I departed in September 2020 for a new two-month residency in Uruguay.

“I had to change my ticket three times before I got special permission from the Ministry to enter the country, which was not impacted by Co-vid. The country is blessed: 3 million residents, magnificent scenery and I’m surrounded by all sorts of birds. Maybe I’ll be lucky enough to spot a nandu (rhea) while biking in the evening.For now, my assistant Nicole and I have prepared the test tiles for the glaze, and we’re starting to model for the light fixture.”

Excerpt from the journal of Marie Ducaté

A new studio had been built for the new residency, with a little detached house for me to live in.

The kiln was renovated, an enormous worktable was set up at the studio, a ton of clay was brought in by boat from Aubagne five months prior to my residency.

My residency notebook was filled with technical information, trial tiles of fired glazes, and notes and photos.

2020 residency: context


Francis Mallmann is a lover of life, a man that likes to share. At this time, off-season for tourists, a kitchen set up in the studio provided him the opportunity to cook meals on the wood-burning stove while I modeled clay, and we spent many unforgettable moments with his entire team. There was a lot of laughing with Francis, Adrian, Beatriz, Nicole, Walter, Muneca, Adriana, and all the friendly people I met in Garzon.

All the pieces were in place for me to create intertwined, loving, bewildered, soft nudes on beds of grey cloud to brighten the indoor skies of Francis Mallmann.

I was hosted with generosity and care. A wonderful experience.

“Every day, Francis Mallmann comes and adds something to the studio, which is becoming a home, with a bed, kitchen, fridge, shelves and materials.
On all sides of the enormous table, two different worlds come together.”

Excerpt from the journal of Marie Ducaté

2020 residency: Francis Mallmann in the studio kitchen


While the big pieces were drying, I had the time to create five small chandeliers, vases, and numerous other pieces, as well as a large chandelier.

I was also able to pass my knowledge on to Nicole Tuvi, Francis Mallmann’s assistant, who I trained in making glazed earthenware, such that she could keep on working in my absence.

A workshop I ran for children introduced them to clay modeling.

2020 residency: works


This residency provided me with the opportunity to explore the countryside on long bike rides, and to delight in the discovery of birds and flowers.

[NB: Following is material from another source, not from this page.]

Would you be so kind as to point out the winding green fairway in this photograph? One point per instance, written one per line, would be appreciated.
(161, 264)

“Garzon is a small town dear to my heart. Each evening, after work, I rode its paths on my bicycle, taking in the immense meadows marked by eucalyptus, acacia, ombu and ceibo and other trees, and the ponds to which thousands of birds arrive each morning and evening. Town residents working for Francis Mallmann came to see me at my studio and taught me the names of the birds and flowers. The studio and the house are in a garden of eucalyptus, coronilla and a number of other trees inhabited by insects and birds.”